Ross Tucker related a similar experience with policymaking via side-by-side comparison of the arguments. When World Rugby reviewed their eligibility policy for the female category in 2020, each side, those for male inclusion and those opposed, were given time to present their arguments to the committee. By the morning coffee break on the first day, those who had been undecided remarked on the startling difference in quality of argument—those for a female-only category were evidence-based, rational, scientific while those for male inclusion relied entirely on emotion and stating repeatedly that they were right. The result? World Rugby was the first international sports body to break with Olympic “inclusion” policy and restricted women’s rugby to female-only in 2020.

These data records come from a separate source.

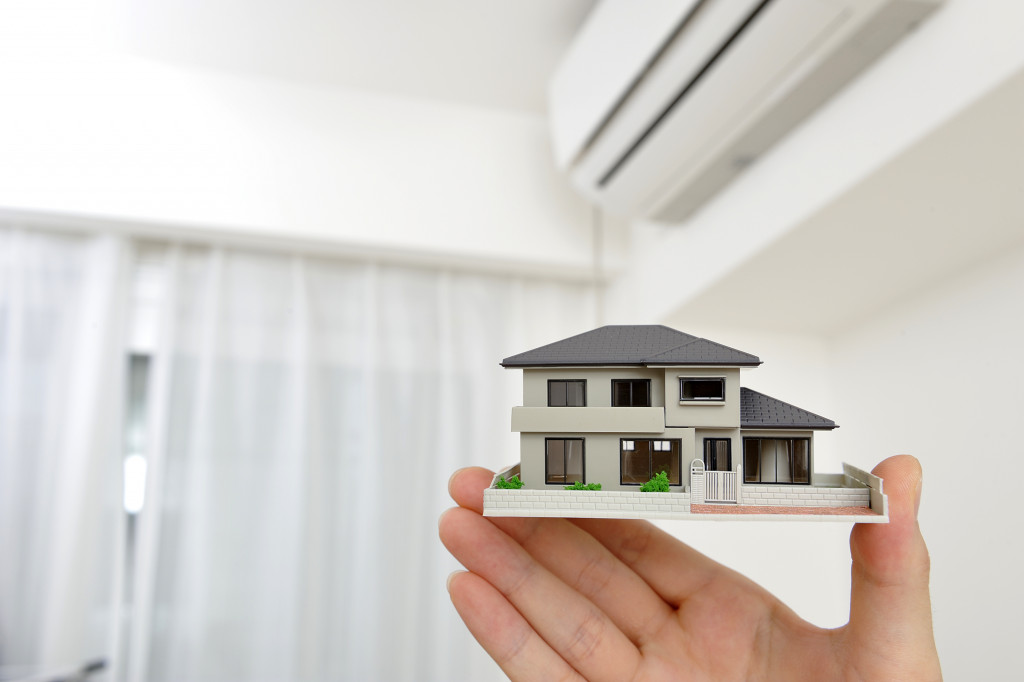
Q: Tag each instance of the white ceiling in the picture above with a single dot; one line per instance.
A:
(495, 53)
(950, 202)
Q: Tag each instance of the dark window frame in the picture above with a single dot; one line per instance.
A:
(720, 380)
(583, 462)
(650, 399)
(728, 454)
(810, 461)
(567, 381)
(650, 459)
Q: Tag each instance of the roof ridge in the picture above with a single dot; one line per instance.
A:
(694, 339)
(788, 405)
(735, 350)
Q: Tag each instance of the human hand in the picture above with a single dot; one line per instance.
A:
(621, 600)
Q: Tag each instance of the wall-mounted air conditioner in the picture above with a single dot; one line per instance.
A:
(659, 103)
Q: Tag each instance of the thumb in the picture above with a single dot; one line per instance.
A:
(890, 608)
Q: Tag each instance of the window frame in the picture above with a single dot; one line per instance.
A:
(650, 397)
(810, 461)
(650, 458)
(567, 381)
(720, 380)
(583, 462)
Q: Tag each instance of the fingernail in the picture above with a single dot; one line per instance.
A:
(916, 496)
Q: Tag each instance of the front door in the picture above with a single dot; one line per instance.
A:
(718, 454)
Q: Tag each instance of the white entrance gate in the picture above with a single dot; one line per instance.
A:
(720, 486)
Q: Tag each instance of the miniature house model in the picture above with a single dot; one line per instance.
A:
(619, 405)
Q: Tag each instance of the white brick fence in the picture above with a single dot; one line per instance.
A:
(586, 504)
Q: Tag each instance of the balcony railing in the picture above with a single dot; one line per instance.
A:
(588, 420)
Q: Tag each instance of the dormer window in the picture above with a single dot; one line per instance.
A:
(631, 392)
(697, 389)
(566, 393)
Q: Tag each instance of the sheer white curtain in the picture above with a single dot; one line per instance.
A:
(305, 417)
(61, 354)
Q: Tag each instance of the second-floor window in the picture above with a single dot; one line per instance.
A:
(700, 388)
(566, 393)
(631, 392)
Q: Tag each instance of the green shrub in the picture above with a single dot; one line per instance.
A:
(512, 483)
(659, 483)
(579, 485)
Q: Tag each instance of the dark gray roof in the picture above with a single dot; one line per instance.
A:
(632, 344)
(758, 410)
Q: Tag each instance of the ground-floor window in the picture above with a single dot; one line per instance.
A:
(563, 461)
(777, 461)
(718, 454)
(640, 460)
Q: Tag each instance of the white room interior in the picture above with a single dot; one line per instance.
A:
(873, 259)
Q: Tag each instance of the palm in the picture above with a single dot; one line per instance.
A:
(555, 599)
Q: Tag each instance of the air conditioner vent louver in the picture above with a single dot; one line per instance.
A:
(657, 105)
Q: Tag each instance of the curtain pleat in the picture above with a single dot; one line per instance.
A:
(311, 414)
(61, 356)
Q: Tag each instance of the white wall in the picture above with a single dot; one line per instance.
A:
(940, 377)
(88, 130)
(960, 53)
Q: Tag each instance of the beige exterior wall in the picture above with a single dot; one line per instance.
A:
(601, 426)
(535, 384)
(601, 458)
(688, 414)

Step Three: Be Right. If in question, stick with Reality
Being right is a powerful way—probably THE most powerful way—to liberate a captured organization. As Sall Grover, an Australian businesswoman who has been forced into women’s rights advocacy, said of her more-than-four-year legal battle for a women’s-only social media app, “I know we are right and I know that reality always wins - eventually. Reality is inescapable.”
Echoing that idea, Pike said, “In the end, the IOC was confronted with reality. Even as the truth will out, maintaining a lie is unsustainable. It takes too much effort to continually repeat slogans, silence female athletes voices and try to shut down compelling arguments that are out on social media for anyone to see. In the end, good work, good arguments will out. Because it’s not just another viewpoint—it’s right. Ethics are on our side.”